Let $u:{\mathbb{N}}_{a+1}\to \mathbb{R}$, $\nu >0$ and choose $N\in {\mathbb{N}}_1$ such that $N-1<\nu \le N$. The ν-th order Riemann–Liouville nabla difference of u is given by the following [4]:

$$\left({\nabla }_a^{\nu }u\right)\left(t\right)=\left({\nabla }^N\right({\nabla }_a^{-(N-\nu )}u\left)\right)\left(t\right),t\in {\mathbb{N}}_{a+N}.$$

In [21,22], Jonnalagadda obtained the following properties of the Green’s function $G_0(t,s)$.

Theorem 1.

Assume that the following condition holds [22]:

(A0)

α, β, γ, $\delta \ge 0$, ${\alpha }^2+{\beta }^2>0$, ${\gamma }^2+{\delta }^2>0$ and $\beta \ge \alpha$.

Then,

(1)

$G_0(t,s)\ge 0$ for all $(t,s)\in {\mathbb{N}}_a^b\times {\mathbb{N}}_{a+1}^b$;

(2)

${\displaystyle \underset{t\in {\mathbb{N}}_a^b}{max}{G}_0(t,s)=G_0(\rho \left(s\right),s)}$ for all $s\in {\mathbb{N}}_{a+1}^b$;

(3)

$G_0(\rho \left(s\right),s)<\mathsf{\Lambda }$, where

$$\begin{array}{cc}\hfill \mathsf{\Lambda }& =\frac{1}{\xi }[\alpha \gamma H_{\nu -1}(b,a)H_{\nu -1}(b,a)+\alpha \delta H_{\nu -1}(b,a)\hfill \\ & +(\beta -\alpha )\gamma H_{\nu -1}(b,a)+(\beta -\alpha )\delta ].\hfill \end{array}$$

Theorem 2.

Assume that the condition (A0) holds [21]. Then,

$$\sum _{s=a+1}^b{G}_0(t,s)\le \Omega ,$$

for all $(t,s)\in {\mathbb{N}}_a^b\times {\mathbb{N}}_{a+1}^b$, where

$$\begin{array}{cc}\hfill \Omega & =\frac{1}{\xi }[\alpha \gamma H_{2\nu -1}(b,a+1)+\alpha \delta H_{2\nu -2}(b,a+1)\hfill \\ & +(\beta -\alpha )\gamma H_{\nu }(b,a)+(\beta -\alpha )\delta H_{\nu -1}(b,a)].\hfill \end{array}$$

We mention the following classical result that will be used in the next section.

Lemma 1.

Let X be a Banach space, $A:X\to X$ be a linear operator with the operator norm $\parallel A\parallel$ [23] (page 795). Then, if $\parallel A\parallel <1$, we have that ${(I-A)}^{-1}$ exists and

$${(I-A)}^{-1}=\sum _{n=0}^{\infty }{A}^n.$$

Here, I is the identity operator.

3. Green’s Function and Its Properties

In this section, we construct the Green’s function related to problem (4), and deduce some significant properties.

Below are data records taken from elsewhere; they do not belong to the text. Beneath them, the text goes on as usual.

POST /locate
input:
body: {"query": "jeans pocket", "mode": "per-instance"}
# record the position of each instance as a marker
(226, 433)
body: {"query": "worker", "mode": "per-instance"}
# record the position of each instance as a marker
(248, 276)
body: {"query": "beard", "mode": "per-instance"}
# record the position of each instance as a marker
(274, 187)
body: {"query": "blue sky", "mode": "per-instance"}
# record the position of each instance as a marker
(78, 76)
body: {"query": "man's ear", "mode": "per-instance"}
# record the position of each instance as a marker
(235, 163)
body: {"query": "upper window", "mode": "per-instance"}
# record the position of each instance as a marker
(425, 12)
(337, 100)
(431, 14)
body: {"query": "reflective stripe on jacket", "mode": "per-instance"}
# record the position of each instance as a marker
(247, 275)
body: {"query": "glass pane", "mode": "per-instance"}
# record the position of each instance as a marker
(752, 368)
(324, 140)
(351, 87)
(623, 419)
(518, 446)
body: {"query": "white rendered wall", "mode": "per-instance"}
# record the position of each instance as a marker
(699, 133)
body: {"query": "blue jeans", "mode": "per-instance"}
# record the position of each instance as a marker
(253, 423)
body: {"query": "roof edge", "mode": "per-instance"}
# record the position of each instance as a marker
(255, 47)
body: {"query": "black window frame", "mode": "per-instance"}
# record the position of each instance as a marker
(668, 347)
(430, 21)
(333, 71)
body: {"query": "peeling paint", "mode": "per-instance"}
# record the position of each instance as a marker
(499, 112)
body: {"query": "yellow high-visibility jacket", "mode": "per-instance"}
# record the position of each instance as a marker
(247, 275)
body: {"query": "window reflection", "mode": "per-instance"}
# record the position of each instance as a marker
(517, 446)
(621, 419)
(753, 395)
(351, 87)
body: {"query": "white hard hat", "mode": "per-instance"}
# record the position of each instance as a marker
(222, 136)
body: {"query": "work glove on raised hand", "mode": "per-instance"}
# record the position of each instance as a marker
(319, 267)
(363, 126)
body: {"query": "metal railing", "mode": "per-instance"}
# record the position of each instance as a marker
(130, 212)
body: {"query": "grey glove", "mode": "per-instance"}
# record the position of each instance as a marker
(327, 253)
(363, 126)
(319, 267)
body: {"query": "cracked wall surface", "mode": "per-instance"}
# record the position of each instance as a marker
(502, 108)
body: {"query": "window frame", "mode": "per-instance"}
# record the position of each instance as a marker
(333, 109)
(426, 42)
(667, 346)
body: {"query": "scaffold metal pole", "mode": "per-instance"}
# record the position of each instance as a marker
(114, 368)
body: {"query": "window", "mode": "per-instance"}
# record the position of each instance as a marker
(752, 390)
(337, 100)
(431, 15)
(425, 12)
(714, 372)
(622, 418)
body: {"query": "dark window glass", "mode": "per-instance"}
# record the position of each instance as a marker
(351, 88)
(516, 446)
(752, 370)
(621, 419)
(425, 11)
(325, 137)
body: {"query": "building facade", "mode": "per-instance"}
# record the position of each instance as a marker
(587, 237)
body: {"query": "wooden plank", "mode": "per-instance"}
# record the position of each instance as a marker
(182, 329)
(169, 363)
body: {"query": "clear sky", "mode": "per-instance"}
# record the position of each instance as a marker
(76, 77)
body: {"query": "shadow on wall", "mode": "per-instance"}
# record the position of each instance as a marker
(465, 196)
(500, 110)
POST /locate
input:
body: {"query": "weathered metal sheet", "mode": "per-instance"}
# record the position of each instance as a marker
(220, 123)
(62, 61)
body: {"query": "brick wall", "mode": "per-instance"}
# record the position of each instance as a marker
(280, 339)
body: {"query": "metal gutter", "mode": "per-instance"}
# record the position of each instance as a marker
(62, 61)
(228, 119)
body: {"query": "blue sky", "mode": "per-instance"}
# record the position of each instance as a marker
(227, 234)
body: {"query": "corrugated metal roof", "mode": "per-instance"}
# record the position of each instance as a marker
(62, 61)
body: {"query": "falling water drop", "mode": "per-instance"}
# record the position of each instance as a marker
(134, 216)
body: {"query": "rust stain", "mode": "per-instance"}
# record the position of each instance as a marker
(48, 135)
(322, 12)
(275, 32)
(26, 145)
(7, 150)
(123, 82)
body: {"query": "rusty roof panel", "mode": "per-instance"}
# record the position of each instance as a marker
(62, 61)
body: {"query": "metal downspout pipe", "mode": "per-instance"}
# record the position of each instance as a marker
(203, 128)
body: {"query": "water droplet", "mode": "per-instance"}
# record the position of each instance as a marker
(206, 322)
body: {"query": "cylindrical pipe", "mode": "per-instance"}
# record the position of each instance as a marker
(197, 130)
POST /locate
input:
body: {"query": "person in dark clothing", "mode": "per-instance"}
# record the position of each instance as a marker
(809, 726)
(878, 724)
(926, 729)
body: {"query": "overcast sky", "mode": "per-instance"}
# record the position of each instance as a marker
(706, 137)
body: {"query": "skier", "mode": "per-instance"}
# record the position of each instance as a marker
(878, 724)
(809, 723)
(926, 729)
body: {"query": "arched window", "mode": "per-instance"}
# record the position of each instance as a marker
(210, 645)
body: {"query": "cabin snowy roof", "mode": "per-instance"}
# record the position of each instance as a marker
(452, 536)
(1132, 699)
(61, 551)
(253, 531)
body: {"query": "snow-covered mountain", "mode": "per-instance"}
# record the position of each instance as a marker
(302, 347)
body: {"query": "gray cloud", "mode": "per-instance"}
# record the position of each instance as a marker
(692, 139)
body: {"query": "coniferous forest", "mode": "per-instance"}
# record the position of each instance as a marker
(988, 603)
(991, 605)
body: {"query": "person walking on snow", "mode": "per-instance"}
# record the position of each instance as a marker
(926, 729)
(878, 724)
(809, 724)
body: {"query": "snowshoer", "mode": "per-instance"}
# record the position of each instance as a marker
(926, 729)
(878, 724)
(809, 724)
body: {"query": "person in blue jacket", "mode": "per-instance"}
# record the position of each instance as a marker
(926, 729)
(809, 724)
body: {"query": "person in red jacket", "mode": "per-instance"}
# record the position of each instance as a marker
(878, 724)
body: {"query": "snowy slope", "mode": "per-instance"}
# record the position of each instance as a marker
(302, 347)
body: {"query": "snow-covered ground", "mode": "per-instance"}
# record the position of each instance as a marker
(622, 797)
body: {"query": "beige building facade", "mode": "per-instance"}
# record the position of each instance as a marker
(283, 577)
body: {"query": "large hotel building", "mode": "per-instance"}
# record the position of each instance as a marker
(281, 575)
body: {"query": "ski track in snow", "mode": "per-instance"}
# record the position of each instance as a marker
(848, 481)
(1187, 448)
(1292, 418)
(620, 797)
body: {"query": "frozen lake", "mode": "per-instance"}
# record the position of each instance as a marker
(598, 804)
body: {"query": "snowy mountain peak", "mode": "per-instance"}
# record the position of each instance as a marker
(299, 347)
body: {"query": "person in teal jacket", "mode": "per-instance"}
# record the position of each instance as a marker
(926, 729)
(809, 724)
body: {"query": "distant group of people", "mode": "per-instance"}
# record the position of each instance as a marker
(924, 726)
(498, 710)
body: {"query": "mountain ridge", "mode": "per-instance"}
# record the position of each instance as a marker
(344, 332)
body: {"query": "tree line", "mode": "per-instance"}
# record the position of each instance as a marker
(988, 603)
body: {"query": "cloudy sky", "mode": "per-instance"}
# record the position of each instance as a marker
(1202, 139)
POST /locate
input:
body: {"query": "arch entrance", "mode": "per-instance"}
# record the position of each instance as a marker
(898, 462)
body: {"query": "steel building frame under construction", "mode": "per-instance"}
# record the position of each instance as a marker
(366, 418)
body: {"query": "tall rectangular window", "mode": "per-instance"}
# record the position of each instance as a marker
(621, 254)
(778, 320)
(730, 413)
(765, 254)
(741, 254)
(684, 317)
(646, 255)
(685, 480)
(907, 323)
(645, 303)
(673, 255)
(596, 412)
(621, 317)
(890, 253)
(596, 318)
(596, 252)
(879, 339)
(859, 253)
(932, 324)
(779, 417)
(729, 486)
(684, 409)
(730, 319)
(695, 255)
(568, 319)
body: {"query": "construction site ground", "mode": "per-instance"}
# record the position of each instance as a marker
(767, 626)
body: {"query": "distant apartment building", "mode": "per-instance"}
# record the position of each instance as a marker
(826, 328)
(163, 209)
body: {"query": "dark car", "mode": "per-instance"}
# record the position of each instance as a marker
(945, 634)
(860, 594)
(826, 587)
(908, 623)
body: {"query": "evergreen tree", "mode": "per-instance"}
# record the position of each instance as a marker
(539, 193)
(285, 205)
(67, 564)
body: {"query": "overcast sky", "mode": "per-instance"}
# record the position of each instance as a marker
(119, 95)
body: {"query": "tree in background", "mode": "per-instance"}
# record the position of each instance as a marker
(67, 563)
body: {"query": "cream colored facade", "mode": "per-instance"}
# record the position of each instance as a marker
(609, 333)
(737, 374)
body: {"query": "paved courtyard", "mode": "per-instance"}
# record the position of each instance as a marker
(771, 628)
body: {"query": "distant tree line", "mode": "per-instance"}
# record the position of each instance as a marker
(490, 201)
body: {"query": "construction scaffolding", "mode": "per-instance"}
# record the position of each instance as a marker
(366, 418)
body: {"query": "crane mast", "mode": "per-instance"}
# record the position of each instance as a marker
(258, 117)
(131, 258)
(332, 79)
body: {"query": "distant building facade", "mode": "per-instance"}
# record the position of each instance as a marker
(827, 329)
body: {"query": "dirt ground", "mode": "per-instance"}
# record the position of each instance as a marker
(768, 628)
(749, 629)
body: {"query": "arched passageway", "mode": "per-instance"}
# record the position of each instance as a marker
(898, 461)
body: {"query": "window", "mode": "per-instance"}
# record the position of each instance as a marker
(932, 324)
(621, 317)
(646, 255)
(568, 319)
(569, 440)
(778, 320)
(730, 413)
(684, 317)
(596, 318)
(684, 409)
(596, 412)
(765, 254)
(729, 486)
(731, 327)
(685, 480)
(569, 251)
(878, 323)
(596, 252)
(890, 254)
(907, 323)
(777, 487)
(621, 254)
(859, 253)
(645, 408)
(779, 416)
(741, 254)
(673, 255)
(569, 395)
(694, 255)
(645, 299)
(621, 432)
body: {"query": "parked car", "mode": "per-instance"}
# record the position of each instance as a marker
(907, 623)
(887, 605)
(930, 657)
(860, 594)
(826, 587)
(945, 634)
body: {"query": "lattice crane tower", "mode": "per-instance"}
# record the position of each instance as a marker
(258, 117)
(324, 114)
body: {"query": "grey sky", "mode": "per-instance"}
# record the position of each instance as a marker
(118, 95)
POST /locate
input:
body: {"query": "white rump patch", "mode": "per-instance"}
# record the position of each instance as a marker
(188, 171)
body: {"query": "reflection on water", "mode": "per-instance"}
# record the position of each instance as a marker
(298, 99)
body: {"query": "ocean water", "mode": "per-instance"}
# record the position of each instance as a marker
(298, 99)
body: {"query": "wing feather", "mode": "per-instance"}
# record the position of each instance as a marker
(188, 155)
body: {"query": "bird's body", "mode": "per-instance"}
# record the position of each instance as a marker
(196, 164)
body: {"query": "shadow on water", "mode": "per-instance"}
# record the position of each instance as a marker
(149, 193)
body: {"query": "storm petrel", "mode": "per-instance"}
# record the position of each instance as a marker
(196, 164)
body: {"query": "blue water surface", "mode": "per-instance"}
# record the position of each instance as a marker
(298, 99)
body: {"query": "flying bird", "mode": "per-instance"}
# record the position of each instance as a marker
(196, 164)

We denote by X the set of all maps from ${\mathbb{N}}_a^b$ into $\mathbb{R}$. Clearly, X is a Banach space endowed with the maximum norm $\parallel ·\parallel$. We assume the following condition throughout the paper.

(A1)

There exists $\overline{g}>0$ such that

$$\left|g\left(t\right)\right|\le \overline{g}<\frac{1}{\Omega },t\in {\mathbb{N}}_a^b.$$

We define $G:{\mathbb{N}}_a^b\times {\mathbb{N}}_{a+1}^b\to \mathbb{R}$ by the following:

$$G(t,s)=\sum _{n=0}^{\infty }{(-1)}^n{G}_n(t,s),$$

(5)

where $G_0(t,s)$ is given by (2), and set (see Figure 2, Figure 3 and Figure 4).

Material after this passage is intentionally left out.